Parents want what is best for their children, and deserve transparency about what is happening in their schools. Unfortunately, the intersection of the Family Educational Rights and Privacy Act, Children's Online Privacy and Protection Act, a growing number of state laws, district policies, vendor contracts, and privacy policies make it very difficult for them to be confident that their children's data is being used solely to advance education. Lately, these concerns have moved from hesitation to outright opposition to the collection and use of student data.

While opposition is mounting for valid reasons, we must recognize the promise of digital learning and the opportunities that collecting, analyzing, and utilizing student data, appropriately, presents to personalized education. One of us has experienced the power of digital learning as the former chair of the state board of education in Colorado and the other as a state legislator and author of legislation to increase high school graduation rates through early intervention in Indiana.
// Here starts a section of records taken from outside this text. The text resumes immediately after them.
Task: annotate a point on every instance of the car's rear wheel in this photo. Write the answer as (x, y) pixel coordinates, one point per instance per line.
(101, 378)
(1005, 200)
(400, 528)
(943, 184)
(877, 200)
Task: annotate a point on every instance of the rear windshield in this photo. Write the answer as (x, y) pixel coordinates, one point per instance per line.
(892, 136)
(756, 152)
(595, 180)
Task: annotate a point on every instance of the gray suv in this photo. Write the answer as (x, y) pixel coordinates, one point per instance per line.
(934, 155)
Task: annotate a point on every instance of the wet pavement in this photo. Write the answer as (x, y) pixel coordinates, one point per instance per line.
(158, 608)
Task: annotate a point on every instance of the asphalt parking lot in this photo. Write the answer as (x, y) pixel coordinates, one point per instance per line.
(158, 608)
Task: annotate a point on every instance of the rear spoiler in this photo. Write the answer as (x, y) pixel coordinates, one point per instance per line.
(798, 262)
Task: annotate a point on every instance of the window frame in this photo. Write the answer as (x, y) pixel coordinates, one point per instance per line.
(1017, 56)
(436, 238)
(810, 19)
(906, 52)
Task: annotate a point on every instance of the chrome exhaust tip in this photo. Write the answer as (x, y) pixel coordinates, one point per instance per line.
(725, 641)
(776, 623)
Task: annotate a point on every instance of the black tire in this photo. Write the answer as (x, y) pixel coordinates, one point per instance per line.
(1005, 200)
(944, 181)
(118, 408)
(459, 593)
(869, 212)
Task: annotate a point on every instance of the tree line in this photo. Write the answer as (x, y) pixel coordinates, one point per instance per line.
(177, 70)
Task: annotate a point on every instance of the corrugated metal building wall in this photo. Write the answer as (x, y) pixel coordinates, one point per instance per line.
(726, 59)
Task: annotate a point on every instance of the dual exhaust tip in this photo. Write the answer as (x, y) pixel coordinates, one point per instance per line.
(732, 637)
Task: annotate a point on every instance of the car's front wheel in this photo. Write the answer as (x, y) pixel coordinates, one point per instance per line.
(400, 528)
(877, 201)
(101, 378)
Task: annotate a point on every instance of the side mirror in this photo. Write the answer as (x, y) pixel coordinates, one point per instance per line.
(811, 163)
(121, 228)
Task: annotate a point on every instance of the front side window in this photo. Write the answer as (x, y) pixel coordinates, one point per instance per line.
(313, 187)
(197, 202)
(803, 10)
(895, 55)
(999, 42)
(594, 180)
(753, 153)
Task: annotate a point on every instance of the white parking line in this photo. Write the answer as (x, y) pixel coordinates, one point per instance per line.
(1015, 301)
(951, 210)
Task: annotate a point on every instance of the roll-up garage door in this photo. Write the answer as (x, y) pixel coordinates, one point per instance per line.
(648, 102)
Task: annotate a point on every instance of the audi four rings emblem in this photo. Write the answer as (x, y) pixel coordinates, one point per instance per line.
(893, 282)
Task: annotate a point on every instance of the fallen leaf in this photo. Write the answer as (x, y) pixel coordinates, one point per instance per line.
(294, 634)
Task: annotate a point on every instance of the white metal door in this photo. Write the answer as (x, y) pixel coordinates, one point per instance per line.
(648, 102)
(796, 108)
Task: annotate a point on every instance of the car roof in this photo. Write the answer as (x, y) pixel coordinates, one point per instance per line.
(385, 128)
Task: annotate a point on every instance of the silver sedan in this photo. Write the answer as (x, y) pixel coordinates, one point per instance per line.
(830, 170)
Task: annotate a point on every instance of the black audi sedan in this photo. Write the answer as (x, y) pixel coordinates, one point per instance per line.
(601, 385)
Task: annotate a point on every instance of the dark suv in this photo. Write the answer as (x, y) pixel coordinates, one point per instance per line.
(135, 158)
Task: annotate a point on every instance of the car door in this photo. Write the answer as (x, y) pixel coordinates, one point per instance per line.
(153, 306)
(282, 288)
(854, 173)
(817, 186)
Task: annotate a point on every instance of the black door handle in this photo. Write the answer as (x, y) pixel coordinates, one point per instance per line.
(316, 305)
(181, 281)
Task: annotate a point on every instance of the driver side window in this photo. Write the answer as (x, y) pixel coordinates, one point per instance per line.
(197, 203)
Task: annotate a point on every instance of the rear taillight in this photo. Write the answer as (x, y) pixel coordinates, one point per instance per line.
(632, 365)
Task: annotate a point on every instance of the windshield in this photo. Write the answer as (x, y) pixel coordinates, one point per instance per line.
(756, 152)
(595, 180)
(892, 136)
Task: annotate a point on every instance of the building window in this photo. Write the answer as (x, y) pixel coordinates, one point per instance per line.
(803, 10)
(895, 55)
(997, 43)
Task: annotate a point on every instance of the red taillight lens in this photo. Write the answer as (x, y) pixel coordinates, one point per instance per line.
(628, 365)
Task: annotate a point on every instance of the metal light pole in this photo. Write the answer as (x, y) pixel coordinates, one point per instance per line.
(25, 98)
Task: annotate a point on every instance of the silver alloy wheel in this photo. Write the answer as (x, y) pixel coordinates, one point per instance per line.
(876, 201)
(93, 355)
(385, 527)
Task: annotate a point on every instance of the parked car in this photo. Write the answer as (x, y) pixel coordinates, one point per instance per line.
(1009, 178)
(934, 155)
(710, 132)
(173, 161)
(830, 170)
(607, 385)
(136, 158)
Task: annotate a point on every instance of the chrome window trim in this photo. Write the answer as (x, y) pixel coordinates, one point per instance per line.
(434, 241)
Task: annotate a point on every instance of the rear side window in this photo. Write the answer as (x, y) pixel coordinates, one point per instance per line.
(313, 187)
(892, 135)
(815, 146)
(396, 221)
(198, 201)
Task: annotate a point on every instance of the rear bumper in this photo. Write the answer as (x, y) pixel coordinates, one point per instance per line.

We know that timely, relevant, and private information about student performance can be an important tool to ensure that our education system is able to identify student's strengths and challenges and intervene appropriately.

We are concerned that a purely political reaction to legitimate privacy concerns threatens to derail the potential of digital learning and years of progress in personalizing education. Federal legislation is an option, but may not be able to provide a nuanced solution in such a complex and emerging field.

That's why we are calling on industry leaders, parents and teachers to come together around a set of effective and appropriate expectations and commitments on data privacy in schools. These standards should be rigorous, but adaptable; comprehensive, yet easily comprehensible for parents to understand what is occurring in their schools. That is why last week, we were honored to convene a group of industry and educational leaders to discuss the topic, and are pleased with the group's progress during the first meeting. We are calling on these groups to develop a transparent set of expectations and commitments in time for back-to-school.

Ensuring the right balance between privacy and innovation in education is a critical, bipartisan issue that will pave the way for the next generation of students to thrive. We are looking forward to working with industry, parents and teachers to achieve this balance, and make a promise of which we can all be proud.